Picsha AI

📁 Picsha Dropzone CLI

picsha-dropzone is an ultra-fast, concurrent CLI utility designed for photographers, developers, and AI researchers to upload, analyze, and catalog local media directories with Picsha AI.

It processes media files in parallel, triggers AI analysis pipelines (labels, descriptions, reverse-geocoding, and transcoding), generates a predictive Delivery CDN thumbnail set, and outputs local JSON sidecars along with a neat README.md catalog sheet.


🚀 Getting Started

Option A: Standalone Executable (Zero-Dependency)

Perfect for non-technical users and photographers.
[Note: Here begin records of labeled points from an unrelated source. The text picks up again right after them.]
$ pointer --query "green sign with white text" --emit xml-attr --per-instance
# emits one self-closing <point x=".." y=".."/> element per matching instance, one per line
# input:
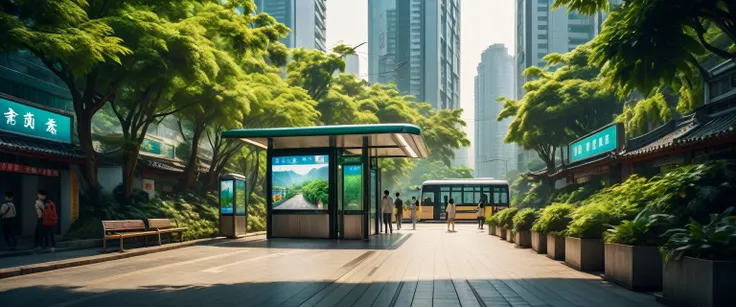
<point x="598" y="143"/>
<point x="34" y="122"/>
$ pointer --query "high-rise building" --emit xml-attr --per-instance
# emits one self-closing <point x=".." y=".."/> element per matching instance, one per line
<point x="541" y="31"/>
<point x="352" y="64"/>
<point x="416" y="45"/>
<point x="495" y="78"/>
<point x="305" y="18"/>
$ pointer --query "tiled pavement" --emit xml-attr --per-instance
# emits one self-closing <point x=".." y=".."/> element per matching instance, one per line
<point x="426" y="267"/>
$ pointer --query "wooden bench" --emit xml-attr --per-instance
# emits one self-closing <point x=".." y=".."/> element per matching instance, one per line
<point x="123" y="229"/>
<point x="166" y="226"/>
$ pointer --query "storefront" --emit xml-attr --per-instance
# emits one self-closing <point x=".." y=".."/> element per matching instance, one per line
<point x="36" y="153"/>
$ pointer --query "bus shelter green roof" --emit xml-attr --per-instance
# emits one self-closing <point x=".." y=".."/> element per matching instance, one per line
<point x="386" y="140"/>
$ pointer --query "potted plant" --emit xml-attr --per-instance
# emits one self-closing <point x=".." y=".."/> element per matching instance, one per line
<point x="700" y="263"/>
<point x="548" y="230"/>
<point x="507" y="222"/>
<point x="523" y="221"/>
<point x="583" y="243"/>
<point x="631" y="254"/>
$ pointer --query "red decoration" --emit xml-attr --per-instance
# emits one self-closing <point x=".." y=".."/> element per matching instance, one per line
<point x="25" y="169"/>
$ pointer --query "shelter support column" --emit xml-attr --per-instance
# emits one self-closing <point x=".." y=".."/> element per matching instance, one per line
<point x="366" y="188"/>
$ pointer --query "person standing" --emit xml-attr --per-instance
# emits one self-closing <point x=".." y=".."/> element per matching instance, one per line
<point x="450" y="215"/>
<point x="481" y="214"/>
<point x="8" y="213"/>
<point x="40" y="205"/>
<point x="399" y="204"/>
<point x="414" y="206"/>
<point x="387" y="209"/>
<point x="50" y="219"/>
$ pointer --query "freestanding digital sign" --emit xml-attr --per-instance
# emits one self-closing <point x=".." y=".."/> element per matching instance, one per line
<point x="233" y="206"/>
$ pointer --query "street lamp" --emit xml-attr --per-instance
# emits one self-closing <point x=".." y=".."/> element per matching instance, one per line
<point x="506" y="162"/>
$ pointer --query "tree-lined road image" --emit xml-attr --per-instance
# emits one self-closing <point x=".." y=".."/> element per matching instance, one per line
<point x="298" y="202"/>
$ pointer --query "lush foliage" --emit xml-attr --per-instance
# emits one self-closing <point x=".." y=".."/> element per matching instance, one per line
<point x="505" y="218"/>
<point x="561" y="103"/>
<point x="525" y="218"/>
<point x="695" y="191"/>
<point x="644" y="230"/>
<point x="610" y="206"/>
<point x="316" y="191"/>
<point x="715" y="240"/>
<point x="553" y="219"/>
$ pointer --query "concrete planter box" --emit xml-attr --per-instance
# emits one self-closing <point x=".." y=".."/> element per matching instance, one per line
<point x="584" y="254"/>
<point x="539" y="243"/>
<point x="555" y="247"/>
<point x="501" y="233"/>
<point x="523" y="239"/>
<point x="634" y="267"/>
<point x="698" y="282"/>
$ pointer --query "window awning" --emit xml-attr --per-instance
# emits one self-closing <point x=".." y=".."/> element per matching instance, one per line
<point x="386" y="140"/>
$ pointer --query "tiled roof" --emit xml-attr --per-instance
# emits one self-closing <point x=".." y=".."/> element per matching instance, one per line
<point x="715" y="127"/>
<point x="36" y="146"/>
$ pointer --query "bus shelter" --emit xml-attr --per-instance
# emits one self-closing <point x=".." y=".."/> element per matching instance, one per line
<point x="324" y="181"/>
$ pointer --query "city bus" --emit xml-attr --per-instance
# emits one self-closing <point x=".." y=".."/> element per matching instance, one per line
<point x="467" y="193"/>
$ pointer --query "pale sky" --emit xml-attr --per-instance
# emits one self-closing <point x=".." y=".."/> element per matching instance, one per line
<point x="482" y="23"/>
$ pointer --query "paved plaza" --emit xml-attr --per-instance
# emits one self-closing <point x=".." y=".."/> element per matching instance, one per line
<point x="423" y="267"/>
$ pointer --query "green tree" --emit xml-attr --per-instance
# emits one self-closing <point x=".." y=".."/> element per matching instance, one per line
<point x="559" y="106"/>
<point x="649" y="44"/>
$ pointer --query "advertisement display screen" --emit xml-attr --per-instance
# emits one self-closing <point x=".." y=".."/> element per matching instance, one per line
<point x="300" y="182"/>
<point x="240" y="197"/>
<point x="226" y="197"/>
<point x="352" y="183"/>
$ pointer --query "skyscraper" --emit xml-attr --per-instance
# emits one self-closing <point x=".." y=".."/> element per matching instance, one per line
<point x="541" y="31"/>
<point x="305" y="18"/>
<point x="495" y="78"/>
<point x="416" y="44"/>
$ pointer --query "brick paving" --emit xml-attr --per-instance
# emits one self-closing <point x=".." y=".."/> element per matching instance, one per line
<point x="426" y="267"/>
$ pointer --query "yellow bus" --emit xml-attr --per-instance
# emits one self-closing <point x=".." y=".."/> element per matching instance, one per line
<point x="466" y="193"/>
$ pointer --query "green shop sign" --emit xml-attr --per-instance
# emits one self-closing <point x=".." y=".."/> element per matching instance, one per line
<point x="34" y="122"/>
<point x="597" y="143"/>
<point x="157" y="148"/>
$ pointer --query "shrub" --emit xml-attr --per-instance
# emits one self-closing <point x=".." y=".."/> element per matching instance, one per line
<point x="506" y="217"/>
<point x="695" y="191"/>
<point x="524" y="219"/>
<point x="610" y="206"/>
<point x="644" y="230"/>
<point x="553" y="219"/>
<point x="713" y="241"/>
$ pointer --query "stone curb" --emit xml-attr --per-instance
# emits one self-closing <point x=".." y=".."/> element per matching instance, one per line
<point x="68" y="263"/>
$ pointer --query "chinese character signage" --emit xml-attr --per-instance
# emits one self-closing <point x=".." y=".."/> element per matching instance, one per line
<point x="158" y="149"/>
<point x="597" y="143"/>
<point x="34" y="122"/>
<point x="25" y="169"/>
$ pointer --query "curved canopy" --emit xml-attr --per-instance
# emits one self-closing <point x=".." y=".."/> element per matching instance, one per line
<point x="385" y="140"/>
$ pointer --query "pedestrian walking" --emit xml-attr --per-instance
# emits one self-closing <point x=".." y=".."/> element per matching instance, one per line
<point x="399" y="204"/>
<point x="8" y="214"/>
<point x="481" y="213"/>
<point x="50" y="219"/>
<point x="39" y="205"/>
<point x="414" y="206"/>
<point x="450" y="215"/>
<point x="387" y="208"/>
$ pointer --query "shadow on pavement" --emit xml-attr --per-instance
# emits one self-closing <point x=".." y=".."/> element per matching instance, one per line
<point x="528" y="292"/>
<point x="378" y="242"/>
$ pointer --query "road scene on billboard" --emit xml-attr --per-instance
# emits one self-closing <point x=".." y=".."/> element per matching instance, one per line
<point x="300" y="182"/>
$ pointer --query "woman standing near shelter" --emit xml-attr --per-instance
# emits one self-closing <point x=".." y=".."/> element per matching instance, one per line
<point x="451" y="215"/>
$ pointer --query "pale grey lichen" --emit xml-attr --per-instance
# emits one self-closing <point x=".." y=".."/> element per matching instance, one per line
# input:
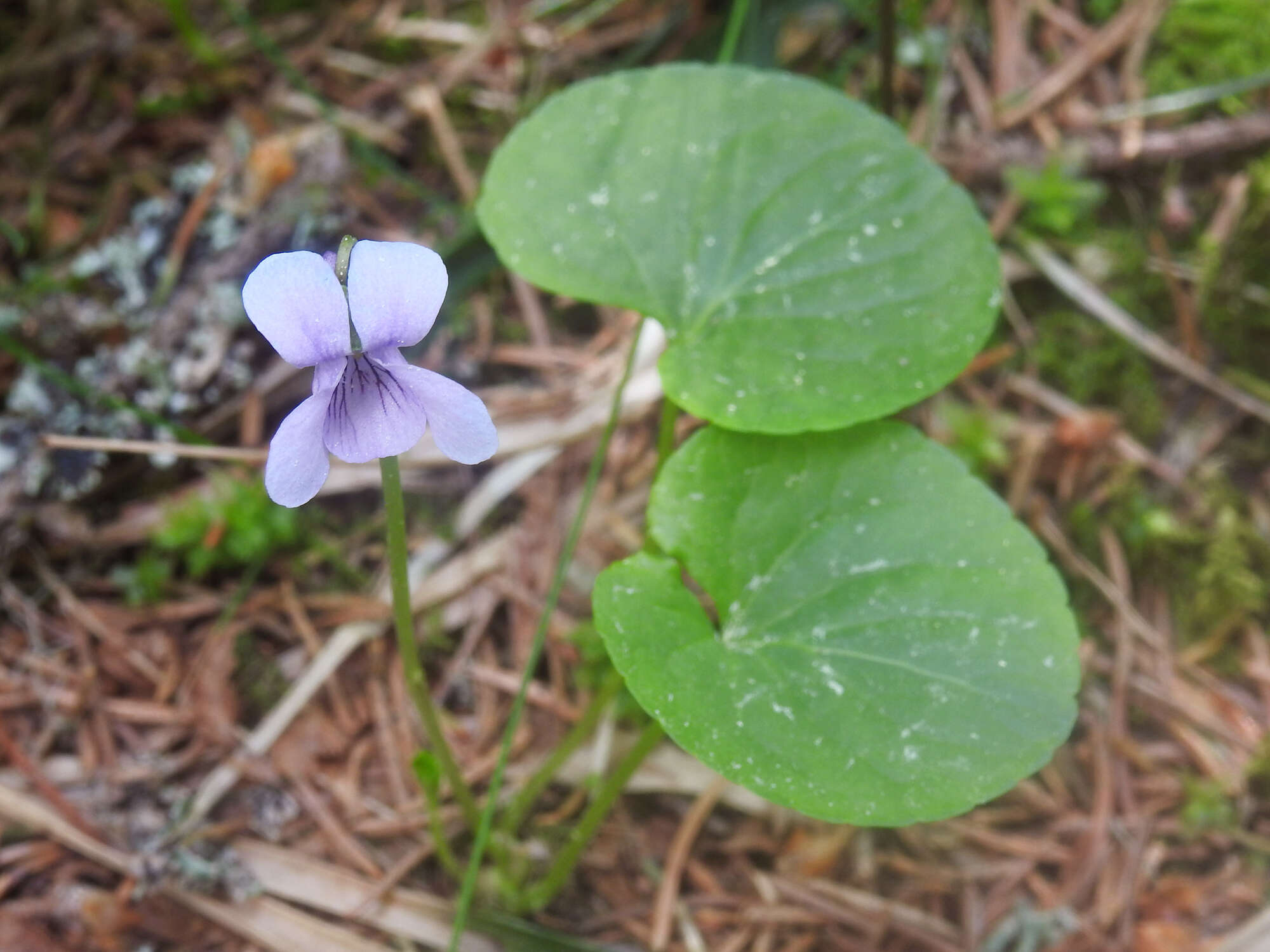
<point x="181" y="359"/>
No Python or virtual environments required!

  1. Download the pre-compiled picsha-dropzone binary for your platform.
  2. Drag it into the folder containing your images.
  3. Open a terminal and run it:
    ./picsha-dropzone . -k <your_api_key>
    

Option B: Python Package (Global / Developer)

If you prefer standard python package management:

# Install globally via pip
pip install picsha-dropzone

# Process a directory
picsha-dropzone /path/to/media -k <your_api_key>

⚙️ CLI Command Reference

usage: picsha-dropzone [-h] [-k API_KEY] [-u API_URL] [-w WORKERS] [-c CONFIG] [--content-moderation {true,false}] [-d] directory

Positional Arguments

  • directory: The path to the folder containing the images or documents you want to process. (Use . for the current active directory).

Optional Flags

  • -k, --api-key: Your Picsha API Key (e.g. sk_live_...). If not provided, the CLI will look for the PICSHA_API_KEY environment variable.
  • -u, --api-url: The Picsha API endpoint. Defaults to the production server https://api.picsha.ai.
  • -w, --workers: Number of concurrent uploads and workers. Defaults to 5 to guarantee high speed without overloading servers.
  • -c, --config: Customizes the ingestion pipeline. Accepts either a raw JSON string (e.g., '{"auto_summarize": false}') or a path to a .json file containing pipeline configurations.
  • --content-moderation: Explicitly enables or disables AWS Rekognition Content Moderation. Accepts true or false (defaults to false).
  • -d, --download-thumbnails: Tells the CLI to download small and medium thumbnails locally into a hidden .thumbnails/ folder and link them as relative paths in the JSON sidecar instead of using CDN URLs.

🛠️ Ingestion Configuration

The -c / --config parameter maps directly to Picsha's Ingestion Pipeline schema. You can toggle individual AI capabilities on or off to balance speed, cost, and metadata richness:

KeyTypeCLI Default*Description
auto_tagbooleantrueRuns AWS Rekognition for object, label, and face detection.
auto_summarizebooleantrueGenerates short descriptive AI captions/summaries (Anthropic Claude for images).
vectorizebooleantrueGenerates a Titan multimodal embedding vector for high-dimensional similarity search.
location_lookupbooleantrueReverse-geocodes EXIF GPS coordinates via Google Maps API.
adaptive_streambooleanfalseTranscodes video uploads to adaptive HLS stream playlists using AWS MediaConvert.
content_moderationbooleanfalseRuns AWS Rekognition Content Moderation safety checks.
render_on_uploadstringnullSemicolon-separated delivery parameters to pre-warm the CDN cache (e.g. "w=300; w=800").

*Note: These are CLI defaults, which differ from the standard API defaults of false.

Example JSON Config (settings.json):

{
  "auto_summarize": true,
  "auto_tag": false,
  "content_moderation": false,
  "location_lookup": true
}

💡 Practical Examples

1. Ultra-Fast Upload & Analyze (Default)

Standard run uploading files in parallel using the default API key:

export PICSHA_API_KEY="sk_live_..."
picsha-dropzone /Volumes/Photos/AdobeStock

2. Disabling Costly AI Features

Turn off summarization and Rekognition labels for a raw upload pipeline:

picsha-dropzone . -k sk_live_... -c '{"auto_summarize": false, "auto_tag": false}'

3. Local DAM Mode (Offline Thumbnails)

Downloads low-resolution thumbnails locally into the directory so other offline applications can display them immediately without network requests:

picsha-dropzone . -k sk_live_... --download-thumbnails

Creates a .thumbnails/ folder next to your photos, downloading <filename>_small.jpg (300px width) and <filename>_medium.jpg (800px width).